These dry ciders are made like wine and packaged like beer
By REGAN STEPHENS
On sunny fall mornings, Sam Fitz takes his mild-mannered, 100-pound pitbull named Lexi for a walk in downtown Washington, D.C. When he finds a crab apple tree, Fitz ties her leash to the tree’s trunk, and climbs up to shake the ruby-hued fruit off branches, where they hang like swollen, elongated cherries. He uses the foraged apples to make micro-batches of minimalist, bone-dry cider. Fitz, along with his sister, Rachel Fitz, Cooper Sheehan, and Jason Burnett are the partners behind Anxo (pronounced AHN-choh), D.C.’s first cider house. And they’re doing things differently than most cider makers.
These small batches made with city-grown apples are only a small part of the story; the vast majority of Anxo’s cider is made using fruit sourced from nearby, family-run farms.
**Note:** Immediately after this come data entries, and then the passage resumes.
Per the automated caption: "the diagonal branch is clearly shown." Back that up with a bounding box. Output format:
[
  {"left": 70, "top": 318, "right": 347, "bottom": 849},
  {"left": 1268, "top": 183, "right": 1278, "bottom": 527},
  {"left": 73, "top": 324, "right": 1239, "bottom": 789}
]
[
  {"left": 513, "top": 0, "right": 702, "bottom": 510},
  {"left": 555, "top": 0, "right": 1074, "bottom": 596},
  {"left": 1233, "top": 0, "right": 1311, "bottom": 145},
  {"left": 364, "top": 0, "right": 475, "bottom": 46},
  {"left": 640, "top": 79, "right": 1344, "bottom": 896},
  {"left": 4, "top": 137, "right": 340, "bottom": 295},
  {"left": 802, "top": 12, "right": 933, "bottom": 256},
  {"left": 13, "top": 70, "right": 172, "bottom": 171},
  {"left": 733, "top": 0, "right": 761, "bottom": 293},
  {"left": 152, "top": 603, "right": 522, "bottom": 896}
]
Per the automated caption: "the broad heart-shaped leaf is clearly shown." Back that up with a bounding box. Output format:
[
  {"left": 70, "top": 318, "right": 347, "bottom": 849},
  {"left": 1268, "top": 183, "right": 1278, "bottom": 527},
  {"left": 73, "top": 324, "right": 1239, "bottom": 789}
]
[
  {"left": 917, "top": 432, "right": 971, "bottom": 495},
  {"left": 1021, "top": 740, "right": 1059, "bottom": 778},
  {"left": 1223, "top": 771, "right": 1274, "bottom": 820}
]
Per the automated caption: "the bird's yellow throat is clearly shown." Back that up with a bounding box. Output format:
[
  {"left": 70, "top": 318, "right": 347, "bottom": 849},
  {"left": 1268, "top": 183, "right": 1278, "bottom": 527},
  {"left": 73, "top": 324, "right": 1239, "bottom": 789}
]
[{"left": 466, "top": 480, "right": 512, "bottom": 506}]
In fact, the cider’s only flavorful ingredient is apple—in 2019, they used 35 different apple varietals—with either native yeast or wine yeast, making each cider naturally dry, gluten-free, and sugar-free. (The fructose burns off in the fermentation process.)
The cider [ANXO is] making is the antithesis of the mass-produced brands, pleasantly, but not overly, effervescent, minimalist, and bone-dry, with plenty of structure and nuance.